Они оба уже стояли возле выхода, когда в комнату ворвался Перкинс, слуга Квимби. Лицо у него было красным, он тяжело дышал и, влетев в кабинет, быстро захлопнул за собой дверь, отчего явственные звуки какого-то побоища, происходившего внизу, приглушились. Он привалился спиной к двери, будто желая подпереть, усилить своим телом эту преграду. Так он постоял с минуту, все еще тараща глаза и тяжело дыша; одежда его была в беспорядке.
— Ты что, в самом деле, а, Перкинс? — прошипел Квимби, — что все это значит?
— Сэр, это все зомби, сэр, — еле выговорил тот, все еще не в силах совладать с собой.
Тут вдруг за окном сверкнула молния, и густой волной разнесся раскат грома.
— И что? — все так же раздраженно допрашивал слугу Квимби. — Что там с зомби?
— Сэр, они едят проституток.
II
20 июня 1837 г., 2.25 ночи.
Служебный жилой дом на территории Виндзорского замка
Тишина, царившая в этом домике с низким потолком, охватила Клару, как только она вошла внутрь. Коротко стукнув и не дождавшись ответа, она переступила порог простой, ничем не примечательной двери и тут же захлопнула ее за собой. Это разом отсекло бушевавшую снаружи летнюю грозу, охватившую весь горизонт: отступили маниакально настырная молния и протяженный, сердитый гром. Дождь шел странно — он то барабанил огромными каплями, то переставал. То начинался снова. И снова переставал.

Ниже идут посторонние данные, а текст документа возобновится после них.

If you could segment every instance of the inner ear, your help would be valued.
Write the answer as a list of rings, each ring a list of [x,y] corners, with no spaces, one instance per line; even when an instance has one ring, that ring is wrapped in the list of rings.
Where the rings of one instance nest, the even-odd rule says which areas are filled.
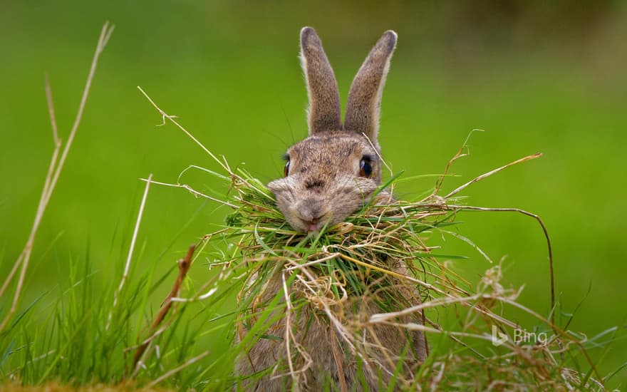
[[[309,135],[342,129],[340,94],[333,68],[316,31],[301,30],[301,60],[307,84]]]
[[[381,94],[396,47],[396,33],[391,30],[383,33],[355,76],[346,103],[344,128],[363,133],[377,150]]]

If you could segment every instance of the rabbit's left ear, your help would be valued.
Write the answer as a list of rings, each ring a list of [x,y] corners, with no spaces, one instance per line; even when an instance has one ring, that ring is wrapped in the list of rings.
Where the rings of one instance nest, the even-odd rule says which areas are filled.
[[[346,103],[344,129],[365,133],[377,149],[381,93],[396,36],[396,33],[388,30],[377,41],[351,85]]]

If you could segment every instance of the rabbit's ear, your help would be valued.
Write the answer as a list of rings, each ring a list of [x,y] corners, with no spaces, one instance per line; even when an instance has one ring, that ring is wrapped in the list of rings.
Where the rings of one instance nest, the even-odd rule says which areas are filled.
[[[301,61],[309,97],[307,110],[309,135],[340,130],[342,120],[338,83],[322,48],[322,43],[311,27],[301,30]]]
[[[395,47],[396,33],[391,30],[383,33],[355,76],[346,103],[344,128],[363,132],[377,148],[381,93]]]

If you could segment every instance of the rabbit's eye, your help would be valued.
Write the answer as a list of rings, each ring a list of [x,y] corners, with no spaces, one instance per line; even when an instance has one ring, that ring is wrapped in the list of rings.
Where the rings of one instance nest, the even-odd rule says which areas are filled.
[[[372,164],[369,159],[363,158],[359,163],[359,177],[370,178],[372,175]]]

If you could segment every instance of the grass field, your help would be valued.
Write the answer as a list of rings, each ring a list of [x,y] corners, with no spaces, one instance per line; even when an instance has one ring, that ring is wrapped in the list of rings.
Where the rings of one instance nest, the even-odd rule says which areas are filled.
[[[441,173],[475,128],[484,132],[472,135],[471,155],[455,163],[452,171],[460,176],[447,179],[447,189],[542,152],[541,159],[473,185],[467,202],[517,207],[540,215],[554,246],[563,310],[576,309],[570,329],[591,337],[623,326],[627,52],[622,43],[627,19],[624,6],[611,4],[611,11],[598,11],[598,26],[584,26],[585,32],[578,33],[557,27],[543,31],[542,25],[536,31],[537,26],[522,22],[515,32],[506,22],[488,24],[494,31],[470,22],[452,28],[447,23],[459,22],[459,16],[447,7],[403,3],[352,11],[328,4],[333,16],[319,6],[287,4],[185,2],[176,9],[165,2],[7,5],[0,15],[0,276],[8,273],[28,237],[53,150],[44,73],[65,140],[100,27],[110,19],[116,28],[36,238],[19,312],[36,304],[10,335],[32,346],[11,346],[13,339],[0,336],[0,381],[10,381],[16,368],[33,359],[28,356],[61,349],[76,356],[51,354],[58,359],[42,360],[45,366],[28,368],[20,380],[81,384],[119,378],[125,364],[122,348],[98,351],[107,346],[94,337],[135,344],[175,274],[158,287],[150,285],[173,272],[187,246],[218,228],[227,212],[182,190],[153,186],[124,297],[129,304],[124,310],[130,311],[120,313],[103,334],[101,322],[120,281],[144,189],[139,178],[152,173],[157,180],[175,182],[190,165],[216,168],[174,127],[155,126],[161,118],[136,86],[179,115],[212,151],[232,164],[242,163],[267,182],[281,175],[281,154],[306,133],[306,96],[296,58],[298,32],[304,25],[318,29],[343,100],[379,34],[390,28],[398,32],[380,133],[384,157],[395,171],[407,176]],[[581,27],[574,26],[574,31]],[[202,172],[185,179],[209,193],[225,191]],[[397,195],[415,198],[434,180],[403,182]],[[548,261],[537,224],[504,213],[465,213],[457,220],[463,222],[460,232],[492,259],[505,257],[506,284],[524,285],[521,303],[547,315]],[[471,281],[489,267],[462,241],[433,242],[447,254],[469,257],[456,260],[455,266]],[[197,288],[210,276],[206,264],[197,263],[186,289]],[[145,296],[134,298],[133,293]],[[190,306],[185,325],[172,332],[170,344],[187,341],[190,334],[200,338],[186,346],[189,351],[177,352],[165,363],[227,350],[229,332],[221,329],[222,321],[209,320],[232,311],[232,299]],[[0,299],[3,318],[9,304],[7,297]],[[532,320],[520,317],[522,326],[533,328]],[[623,329],[608,350],[591,349],[601,374],[627,362],[625,336]],[[55,346],[63,341],[76,347]],[[214,368],[203,368],[207,361],[185,373],[189,380],[164,386],[191,386],[190,380],[212,374]],[[162,373],[155,368],[144,376],[155,379]],[[623,368],[608,385],[626,382]]]

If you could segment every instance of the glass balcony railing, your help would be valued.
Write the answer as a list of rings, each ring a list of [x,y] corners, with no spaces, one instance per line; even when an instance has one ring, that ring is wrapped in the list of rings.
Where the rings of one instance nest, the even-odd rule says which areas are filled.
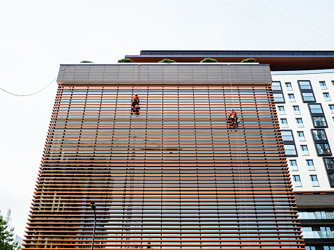
[[[334,212],[299,212],[300,219],[334,219]]]
[[[334,239],[334,231],[303,231],[304,238]]]

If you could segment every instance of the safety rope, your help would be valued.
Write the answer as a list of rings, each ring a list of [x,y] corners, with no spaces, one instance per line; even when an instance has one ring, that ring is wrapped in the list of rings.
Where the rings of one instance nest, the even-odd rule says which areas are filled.
[[[228,65],[228,68],[229,68],[229,85],[230,85],[230,88],[231,88],[231,100],[232,100],[232,107],[233,109],[234,109],[234,93],[233,93],[233,88],[232,88],[232,82],[231,82],[231,70],[230,70],[230,64],[227,64]],[[238,161],[238,180],[239,180],[239,183],[241,182],[241,176],[240,175],[240,172],[241,172],[241,164],[240,164],[240,162],[241,161],[241,164],[242,164],[242,157],[240,155],[241,153],[241,150],[240,148],[240,145],[239,145],[239,135],[238,135],[238,118],[237,116],[236,116],[236,120],[235,120],[235,126],[236,126],[236,130],[235,130],[235,136],[236,137],[236,157],[237,157],[237,161]],[[243,171],[243,166],[241,166],[241,175],[242,175],[242,185],[243,185],[243,196],[244,196],[244,203],[245,203],[245,219],[246,219],[246,225],[247,225],[247,227],[248,228],[248,211],[247,211],[247,205],[246,205],[246,196],[245,196],[245,173],[244,173],[244,171]],[[241,208],[242,208],[242,205],[241,205]],[[242,210],[241,211],[241,214],[240,214],[240,219],[241,219],[241,221],[242,221],[242,218],[243,218],[243,212],[242,212]],[[247,233],[247,238],[248,238],[248,242],[249,242],[249,237],[248,237],[248,233]],[[249,247],[249,244],[248,244],[248,247]],[[243,247],[241,246],[241,248],[243,248]]]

Ей удалось не попасть под дождь, пока она бежала напрямик от замка к коттеджу Браунов: в одну из пауз как раз успела добраться до крыши над головой.

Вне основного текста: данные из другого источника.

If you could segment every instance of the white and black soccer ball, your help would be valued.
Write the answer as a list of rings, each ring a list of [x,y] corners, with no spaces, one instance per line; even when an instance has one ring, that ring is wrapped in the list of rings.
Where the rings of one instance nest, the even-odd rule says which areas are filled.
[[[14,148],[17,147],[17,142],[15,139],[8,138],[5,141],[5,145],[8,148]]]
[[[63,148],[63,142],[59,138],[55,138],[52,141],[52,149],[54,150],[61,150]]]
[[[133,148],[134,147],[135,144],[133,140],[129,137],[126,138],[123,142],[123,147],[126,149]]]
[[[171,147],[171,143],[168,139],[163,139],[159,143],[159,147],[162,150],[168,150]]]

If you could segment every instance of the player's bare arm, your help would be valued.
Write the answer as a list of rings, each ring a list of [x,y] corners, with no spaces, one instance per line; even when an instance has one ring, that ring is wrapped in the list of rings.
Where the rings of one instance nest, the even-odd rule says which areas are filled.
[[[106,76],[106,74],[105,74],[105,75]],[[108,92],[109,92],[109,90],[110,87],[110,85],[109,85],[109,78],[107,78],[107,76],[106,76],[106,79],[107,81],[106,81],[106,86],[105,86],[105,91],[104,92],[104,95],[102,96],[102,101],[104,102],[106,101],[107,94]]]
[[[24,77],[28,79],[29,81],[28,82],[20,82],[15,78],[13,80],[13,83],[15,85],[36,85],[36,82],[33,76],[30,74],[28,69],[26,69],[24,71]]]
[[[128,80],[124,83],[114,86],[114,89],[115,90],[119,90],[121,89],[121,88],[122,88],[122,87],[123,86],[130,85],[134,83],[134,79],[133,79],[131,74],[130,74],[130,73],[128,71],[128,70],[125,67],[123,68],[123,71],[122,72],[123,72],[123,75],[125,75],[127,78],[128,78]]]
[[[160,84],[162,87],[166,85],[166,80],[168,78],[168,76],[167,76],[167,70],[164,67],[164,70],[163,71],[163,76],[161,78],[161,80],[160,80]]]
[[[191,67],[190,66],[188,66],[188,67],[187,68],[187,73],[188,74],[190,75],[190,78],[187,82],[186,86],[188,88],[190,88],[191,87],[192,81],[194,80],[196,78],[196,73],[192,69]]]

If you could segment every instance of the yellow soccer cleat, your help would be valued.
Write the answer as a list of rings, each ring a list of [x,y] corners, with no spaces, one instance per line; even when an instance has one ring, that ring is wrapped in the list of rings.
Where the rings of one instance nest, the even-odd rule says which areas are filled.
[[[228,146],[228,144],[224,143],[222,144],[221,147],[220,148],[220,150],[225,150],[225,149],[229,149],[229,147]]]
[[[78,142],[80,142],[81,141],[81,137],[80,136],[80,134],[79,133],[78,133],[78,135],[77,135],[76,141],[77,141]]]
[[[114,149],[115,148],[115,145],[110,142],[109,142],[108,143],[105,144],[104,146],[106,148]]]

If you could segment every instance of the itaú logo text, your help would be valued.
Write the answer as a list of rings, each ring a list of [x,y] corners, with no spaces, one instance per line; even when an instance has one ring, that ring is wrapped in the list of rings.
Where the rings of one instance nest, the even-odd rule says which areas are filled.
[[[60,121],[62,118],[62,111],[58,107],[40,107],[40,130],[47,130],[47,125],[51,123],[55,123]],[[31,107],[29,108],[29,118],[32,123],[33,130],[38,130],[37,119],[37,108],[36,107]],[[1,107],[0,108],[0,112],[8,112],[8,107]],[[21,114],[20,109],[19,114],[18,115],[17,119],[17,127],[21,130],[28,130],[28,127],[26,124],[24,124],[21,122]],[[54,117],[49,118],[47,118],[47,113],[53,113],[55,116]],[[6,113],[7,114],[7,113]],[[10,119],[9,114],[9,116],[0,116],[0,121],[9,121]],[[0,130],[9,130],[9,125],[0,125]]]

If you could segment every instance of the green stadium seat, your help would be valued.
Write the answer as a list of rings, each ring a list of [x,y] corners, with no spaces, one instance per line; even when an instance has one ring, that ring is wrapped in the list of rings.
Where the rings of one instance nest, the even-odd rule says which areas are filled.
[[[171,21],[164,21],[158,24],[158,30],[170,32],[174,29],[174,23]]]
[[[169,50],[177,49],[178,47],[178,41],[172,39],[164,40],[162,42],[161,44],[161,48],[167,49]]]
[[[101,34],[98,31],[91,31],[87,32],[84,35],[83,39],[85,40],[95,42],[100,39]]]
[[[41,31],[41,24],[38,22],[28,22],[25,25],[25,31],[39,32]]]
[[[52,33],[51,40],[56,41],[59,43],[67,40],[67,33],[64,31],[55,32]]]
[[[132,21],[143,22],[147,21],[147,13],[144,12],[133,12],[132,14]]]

В доме было тихо, семья отдыхала. В гостиной в своем кресле-качалке дремала Маргарет Браун — закутавшись в шаль, она сидела перед камином, в котором не было огня. Ее муж Джон, должно быть, благополучно принял свой стаканчик виски и уже спал за плотной, грязно-серой муслиновой занавеской, которая разделяла комнату надвое. Тут же стояла низкая складная кровать, на которой лежал их сын, тоже Джон, одиннадцати лет от роду; разметав кудри по подушке, он крепко спал: возможно, ему снилось, как он ловит рыбу на Чертовой речке в Кратхэе.
Клара стояла перед грозной хозяйкой дома, машинально поглаживая фартук и мысленно проклиная свою судьбу — почему именно ей выпал этот жребий, отправиться сюда снова, — но делать нечего: словно желая прочистить горло, она кашлянула как можно громче.

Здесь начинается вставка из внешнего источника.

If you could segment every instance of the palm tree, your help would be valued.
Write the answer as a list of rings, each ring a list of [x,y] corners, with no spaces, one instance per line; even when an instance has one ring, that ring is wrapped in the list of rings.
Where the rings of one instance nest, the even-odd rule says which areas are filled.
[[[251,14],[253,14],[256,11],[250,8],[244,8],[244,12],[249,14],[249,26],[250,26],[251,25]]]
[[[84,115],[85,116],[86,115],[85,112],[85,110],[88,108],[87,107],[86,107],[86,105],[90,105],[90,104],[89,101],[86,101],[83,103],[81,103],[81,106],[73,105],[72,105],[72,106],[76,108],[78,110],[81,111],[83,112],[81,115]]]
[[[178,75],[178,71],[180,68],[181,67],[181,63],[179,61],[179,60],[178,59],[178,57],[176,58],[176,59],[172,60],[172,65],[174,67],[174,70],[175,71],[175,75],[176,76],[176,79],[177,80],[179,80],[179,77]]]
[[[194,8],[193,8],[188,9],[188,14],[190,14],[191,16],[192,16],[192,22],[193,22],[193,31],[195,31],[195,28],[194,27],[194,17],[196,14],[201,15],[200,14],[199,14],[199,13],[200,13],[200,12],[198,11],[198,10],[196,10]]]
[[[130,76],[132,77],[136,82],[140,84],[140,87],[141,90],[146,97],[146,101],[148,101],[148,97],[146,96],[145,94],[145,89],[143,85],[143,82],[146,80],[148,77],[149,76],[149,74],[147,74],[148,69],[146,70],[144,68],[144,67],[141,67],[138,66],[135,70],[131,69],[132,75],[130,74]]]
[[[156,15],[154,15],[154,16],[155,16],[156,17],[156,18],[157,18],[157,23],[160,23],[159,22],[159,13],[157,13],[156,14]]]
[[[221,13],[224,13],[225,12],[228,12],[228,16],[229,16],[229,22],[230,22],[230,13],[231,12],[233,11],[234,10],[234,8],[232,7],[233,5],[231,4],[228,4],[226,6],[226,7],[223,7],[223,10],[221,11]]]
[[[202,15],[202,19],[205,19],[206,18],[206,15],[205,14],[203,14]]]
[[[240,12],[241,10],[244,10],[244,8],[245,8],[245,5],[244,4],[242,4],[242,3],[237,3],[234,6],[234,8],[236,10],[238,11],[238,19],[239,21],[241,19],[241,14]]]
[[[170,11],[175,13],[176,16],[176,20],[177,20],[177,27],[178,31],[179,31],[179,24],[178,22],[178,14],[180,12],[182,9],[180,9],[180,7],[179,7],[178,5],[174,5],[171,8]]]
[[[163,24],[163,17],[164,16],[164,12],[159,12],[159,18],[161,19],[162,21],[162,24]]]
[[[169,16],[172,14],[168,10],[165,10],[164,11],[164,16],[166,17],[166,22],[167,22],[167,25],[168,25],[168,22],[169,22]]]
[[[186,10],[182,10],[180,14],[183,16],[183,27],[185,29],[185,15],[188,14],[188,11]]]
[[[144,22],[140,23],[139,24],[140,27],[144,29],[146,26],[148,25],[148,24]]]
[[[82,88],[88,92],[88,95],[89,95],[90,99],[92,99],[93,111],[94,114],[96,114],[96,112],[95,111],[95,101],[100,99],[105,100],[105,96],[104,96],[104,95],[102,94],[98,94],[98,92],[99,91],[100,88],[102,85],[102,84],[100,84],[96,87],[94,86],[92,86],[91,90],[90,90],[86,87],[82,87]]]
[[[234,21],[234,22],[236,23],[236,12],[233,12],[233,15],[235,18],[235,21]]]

Продолжала спать миссис Браун, безмятежно сопел юный Джон Браун, с той стороны ветхой муслиновой занавески тоже не было ни звука, ни движения.
Клара сглотнула, дернула подбородком и, стиснув руки, отважилась впустить в комнату свой голос — громко и четко она сказала: «Мэм, очень сожалею, что побеспокоила вас, но… король умер, мэм».
От этих слов Браун, сразу проснувшись, вскинулась на своем кресле-качалке, широко раскрыв глаза; ее лицо обрамляли непослушные густые волосы, длинные и черные — как самая беспросветная зимняя ночь.
— Король умер? — хриплым голосом переспросила миссис Браун. — Ты сказала, король умер?
Она потерла ладонями глаза, прогоняя остатки сна.
— Да, мэм, — ответила Клара и перекрестилась.
Этого события королевский двор ждал уже с конца мая, когда личный врач Его Величества сэр Генри Хафорд сообщил, что король Уильям находится «в крайне болезненном состоянии, определенно вызванном сенной лихорадкой, и по данной причине ему предписан постельный режим». Король уже не вставал — надо полагать, соответственно этому предписанию.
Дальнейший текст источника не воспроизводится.